Nicht entkräftet ist deshalb der Verdacht, dass die Manipulation der Inpol-Datensätze vorsätzlich geschah, nämlich von Polizisten, die um den langjährigen Fehler des Systems gewusst haben. Darauf deuten auch lückenhafte Datenbankprotokolle hin, die jede Veränderung eines Datensatzes dokumentieren sollen. So ist es denkbar, dass die Zusammenführung der Datensätze erst nach der Festnahme von Ahmad erfolgt ist, um überhaupt einen Grund dafür vorweisen zu können. Der Syrer wurde von zwei Streifenwagen an einem Baggersee aufgegriffen, nachdem sich eine Gruppe von Frauen über sexuelle Belästigung beschwert hatte. Den Anruf erhielt der Vater einer der Betroffenen, er ist Polizist im Innendienst und alarmierte daraufhin seine Kollegen auf der Wache.

Allwissende Ausländerbehörde in Hessen

Auch in Hessen speichert die Polizei womöglich falsche Angaben zu Personen, ohne dass dies nachvollziehbar oder durch die Betroffenen zu ändern ist. Dies belegt der Fall des algerischen Staatsangehörigen Tarek Ramdani, der mit seiner Familie in Marburg als Asylbewerber registriert ist. Die Ausländerbehörde und die Polizei wollen über Erkenntnisse verfügen, nach denen der Algerier in der Vergangenheit mehrere falsche Namen genutzt hat, unter anderem, um damit Diebstähle zu begehen. Ramdani bestreitet das, gibt aber zu dass er vor seinem Asylantrag den Alias "Sofian ben Abdalah" verwendet hat, der sich aus einem in Nordafrika häufig vorkommenden Namen und Vornamen zusammensetzt.

Im Asylverfahren hat sich Ramdani längst durch algerische Urkunden und Ausweise identifiziert. Seine Angaben sind in der hessischen Inpol-Datei als sogenannte Führungspersonalie gespeichert. Gemeint ist ein Datensatz, der zweifelsfrei einer bestimmten, real existierenden Person zugeordnet werden kann. Die von ihm angeblich genutzten Aliaspersonalien sind in Inpol als "A-Gruppe" abgelegt. Darin finden sich für Ramdani sechs weitere Fantasie-Namen.

In seinen polizeilichen Akten werden außerdem fünf weitere Personen erwähnt, darunter auch zwei seiner Brüder. Alle sollen in der Vergangenheit die Personalie "Sofian ben Abdalah" benutzt haben. Einige oder alle von ihnen haben sich eine Zeitlang in der gleichen Erstaufnahmeeinrichtung in Nordrhein-Westfalen befunden.
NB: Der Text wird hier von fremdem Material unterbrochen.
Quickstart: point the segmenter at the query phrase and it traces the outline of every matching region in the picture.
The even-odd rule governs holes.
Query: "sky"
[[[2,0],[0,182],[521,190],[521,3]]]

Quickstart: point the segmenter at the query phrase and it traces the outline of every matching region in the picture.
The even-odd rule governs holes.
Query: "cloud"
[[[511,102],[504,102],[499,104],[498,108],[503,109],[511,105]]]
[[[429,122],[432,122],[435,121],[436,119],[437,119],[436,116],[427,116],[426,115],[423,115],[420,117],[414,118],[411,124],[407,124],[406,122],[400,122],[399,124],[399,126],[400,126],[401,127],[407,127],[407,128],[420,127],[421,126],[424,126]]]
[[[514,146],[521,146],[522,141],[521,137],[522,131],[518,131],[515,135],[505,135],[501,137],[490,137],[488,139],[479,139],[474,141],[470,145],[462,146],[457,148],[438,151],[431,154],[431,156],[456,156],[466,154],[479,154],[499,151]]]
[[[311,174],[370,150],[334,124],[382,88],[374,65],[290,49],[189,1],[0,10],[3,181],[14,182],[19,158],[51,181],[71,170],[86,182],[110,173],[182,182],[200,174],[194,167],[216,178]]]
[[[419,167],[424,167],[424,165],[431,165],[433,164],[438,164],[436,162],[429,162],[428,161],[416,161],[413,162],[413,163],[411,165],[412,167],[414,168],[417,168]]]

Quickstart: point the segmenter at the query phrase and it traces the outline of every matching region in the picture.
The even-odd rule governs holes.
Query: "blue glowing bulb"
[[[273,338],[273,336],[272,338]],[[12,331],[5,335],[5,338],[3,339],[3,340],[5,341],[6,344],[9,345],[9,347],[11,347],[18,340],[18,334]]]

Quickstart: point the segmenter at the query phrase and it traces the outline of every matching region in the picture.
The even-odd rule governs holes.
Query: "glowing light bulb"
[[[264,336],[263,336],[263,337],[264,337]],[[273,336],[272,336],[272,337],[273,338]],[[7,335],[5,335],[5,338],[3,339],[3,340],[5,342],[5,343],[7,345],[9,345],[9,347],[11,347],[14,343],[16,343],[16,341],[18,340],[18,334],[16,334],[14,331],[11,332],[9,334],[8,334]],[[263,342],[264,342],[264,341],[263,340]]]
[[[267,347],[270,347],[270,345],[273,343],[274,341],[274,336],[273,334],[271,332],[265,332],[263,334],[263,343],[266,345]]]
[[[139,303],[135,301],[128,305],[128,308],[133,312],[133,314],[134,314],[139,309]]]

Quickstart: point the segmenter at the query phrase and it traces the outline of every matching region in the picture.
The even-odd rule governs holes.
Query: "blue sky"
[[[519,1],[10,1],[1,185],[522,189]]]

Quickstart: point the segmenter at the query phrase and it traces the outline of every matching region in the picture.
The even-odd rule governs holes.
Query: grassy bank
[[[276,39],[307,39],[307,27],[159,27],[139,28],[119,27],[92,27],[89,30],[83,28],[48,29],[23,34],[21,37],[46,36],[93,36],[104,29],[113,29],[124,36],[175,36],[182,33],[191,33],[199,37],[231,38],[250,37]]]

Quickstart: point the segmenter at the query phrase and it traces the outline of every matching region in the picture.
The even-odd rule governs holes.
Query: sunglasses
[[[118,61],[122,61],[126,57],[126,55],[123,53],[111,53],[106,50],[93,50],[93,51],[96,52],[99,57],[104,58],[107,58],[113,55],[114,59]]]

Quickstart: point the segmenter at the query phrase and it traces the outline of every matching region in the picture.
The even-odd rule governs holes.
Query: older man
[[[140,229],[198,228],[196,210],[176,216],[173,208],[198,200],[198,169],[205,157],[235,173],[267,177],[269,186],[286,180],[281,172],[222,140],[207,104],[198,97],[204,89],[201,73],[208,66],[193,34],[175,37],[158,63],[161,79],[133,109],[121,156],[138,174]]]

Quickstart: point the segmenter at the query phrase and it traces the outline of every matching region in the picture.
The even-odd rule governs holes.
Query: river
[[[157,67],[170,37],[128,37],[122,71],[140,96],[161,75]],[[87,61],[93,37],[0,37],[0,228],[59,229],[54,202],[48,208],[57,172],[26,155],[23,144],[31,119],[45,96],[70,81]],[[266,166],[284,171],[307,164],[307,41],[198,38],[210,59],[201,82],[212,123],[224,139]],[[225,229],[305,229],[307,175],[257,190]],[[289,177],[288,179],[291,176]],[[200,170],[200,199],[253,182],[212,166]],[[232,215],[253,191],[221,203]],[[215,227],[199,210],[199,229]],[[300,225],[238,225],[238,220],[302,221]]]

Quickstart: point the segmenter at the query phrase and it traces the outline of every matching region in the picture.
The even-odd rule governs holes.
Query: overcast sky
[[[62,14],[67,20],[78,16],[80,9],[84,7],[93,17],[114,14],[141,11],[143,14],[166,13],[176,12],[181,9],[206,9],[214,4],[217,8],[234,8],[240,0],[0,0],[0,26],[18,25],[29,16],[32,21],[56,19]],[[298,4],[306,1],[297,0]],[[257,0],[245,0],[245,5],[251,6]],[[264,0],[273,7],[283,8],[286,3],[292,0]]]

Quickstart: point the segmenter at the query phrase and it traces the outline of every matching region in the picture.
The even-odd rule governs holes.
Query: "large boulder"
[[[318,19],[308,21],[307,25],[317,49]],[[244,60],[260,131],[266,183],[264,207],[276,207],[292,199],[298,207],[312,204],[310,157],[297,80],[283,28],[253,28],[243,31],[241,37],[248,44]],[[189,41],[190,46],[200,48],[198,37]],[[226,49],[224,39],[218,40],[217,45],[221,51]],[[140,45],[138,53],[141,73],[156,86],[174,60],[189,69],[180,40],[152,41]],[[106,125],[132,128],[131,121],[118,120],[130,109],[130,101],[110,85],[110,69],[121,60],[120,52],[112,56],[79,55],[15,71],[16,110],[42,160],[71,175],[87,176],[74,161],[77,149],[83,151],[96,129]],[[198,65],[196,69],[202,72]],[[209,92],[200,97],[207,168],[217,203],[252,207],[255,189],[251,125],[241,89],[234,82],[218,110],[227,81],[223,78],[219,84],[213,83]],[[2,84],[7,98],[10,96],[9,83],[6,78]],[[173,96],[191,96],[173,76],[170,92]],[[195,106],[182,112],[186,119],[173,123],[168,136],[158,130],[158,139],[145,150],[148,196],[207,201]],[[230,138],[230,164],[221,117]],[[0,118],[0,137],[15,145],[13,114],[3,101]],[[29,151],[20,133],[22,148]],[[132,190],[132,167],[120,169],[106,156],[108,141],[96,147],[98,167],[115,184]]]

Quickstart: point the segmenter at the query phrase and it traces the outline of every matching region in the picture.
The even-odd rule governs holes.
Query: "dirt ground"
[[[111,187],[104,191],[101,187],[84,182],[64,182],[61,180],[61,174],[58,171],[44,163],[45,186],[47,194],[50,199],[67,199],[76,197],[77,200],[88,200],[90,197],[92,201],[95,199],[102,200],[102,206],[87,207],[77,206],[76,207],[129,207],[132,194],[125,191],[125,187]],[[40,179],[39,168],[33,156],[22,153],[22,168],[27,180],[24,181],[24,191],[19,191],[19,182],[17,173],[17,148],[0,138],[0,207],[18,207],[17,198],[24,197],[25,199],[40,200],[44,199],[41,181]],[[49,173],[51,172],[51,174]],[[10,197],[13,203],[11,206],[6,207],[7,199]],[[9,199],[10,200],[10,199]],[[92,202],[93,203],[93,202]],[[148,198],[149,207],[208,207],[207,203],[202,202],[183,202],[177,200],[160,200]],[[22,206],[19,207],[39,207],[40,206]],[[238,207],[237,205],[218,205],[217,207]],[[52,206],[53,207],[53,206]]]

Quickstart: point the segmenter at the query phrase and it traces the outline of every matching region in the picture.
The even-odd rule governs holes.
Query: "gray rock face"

Falsche Aliaspersonalien werden nicht gelöscht

So ist es denkbar, dass immer wenn in Hessen oder Nordrhein-Westfalen im Zusammenhang mit polizeilichen Maßnahmen der Name "Sofian ben Abdalah" auftaucht, anschließend Tarek Ramdani mit Repressalien behelligt wird. Wie im Falle des Syrers Amad Ahmad könnte er dadurch in große Schwierigkeiten geraten.

Es ist schon für deutsche Staatsangehörige oft unmöglich, falsche Einträge in Polizeidatenbanken zu korrigieren. Die Konsequenzen dieser digitalen Polizeiwillkür haben 32 Journalisten beim G20-Gipfel 2017 in Hamburg erfahren, die fälschlich als "linke Extremisten" in Inpol gespeichert waren.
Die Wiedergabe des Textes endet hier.